Dispute over veteran's remains ends with judge's ruling


For nearly three weeks, his closest friend and stepdaughter have been fighting for what they believe he wanted after death. But with no family to back them up, a judge on Wednesday made a difficult decision.

"You have brothers by blood and brothers by combat," Coyt Mangum said.

Mangum says he is the closest thing to family Manual Maurice Walden had.

"We all called him CW, and he's been living with me since Katrina," he said.

Walden's stepdaughter, Christina Stouten, says the same thing.

"He's been my step dad for 34 years," Stouten said.

But when Walden died on November 10, Mangum and Stouten found out they don't count as next of kin by state law, and therefore, the Galveston County Medical Examiner's Office couldn't release the body to either of them.

Even though both of them say Mangum had told them he wanted to be cremated and buried in northern Michigan, where he was from. They say he didn't want the military funeral he is entitled to as a Vietnam veteran.

"I think it's ridiculous that somebody can't take care of someone who has taken care of them," Stouten said.

And a search for blood kin turned up possible relatives, but not one of them replied.

"He's been estranged from them for years. I don't even know who they are," Mangum said.

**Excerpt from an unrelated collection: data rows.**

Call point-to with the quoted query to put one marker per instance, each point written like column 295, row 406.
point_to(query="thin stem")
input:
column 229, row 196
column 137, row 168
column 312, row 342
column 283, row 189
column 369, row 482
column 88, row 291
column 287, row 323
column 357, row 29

Meantime, Walden's body sat unclaimed in the Galveston County morgue for three weeks, until Wednesday, when a Galveston County probate judge made a decision.

Walden will be released to a funeral home, and he will have a VA military funeral, not a cremation. But those closest to him say it's better than where he's been the last three weeks.

"My problem is it makes me feel really bad that he's been laying up there in that cold box," Mangum said.

The probate judge told us off camera that if Walden had a will spelling out his wishes, this all would have been prevented. His step daughter says he had talked about doing just that, but had never gotten around to it.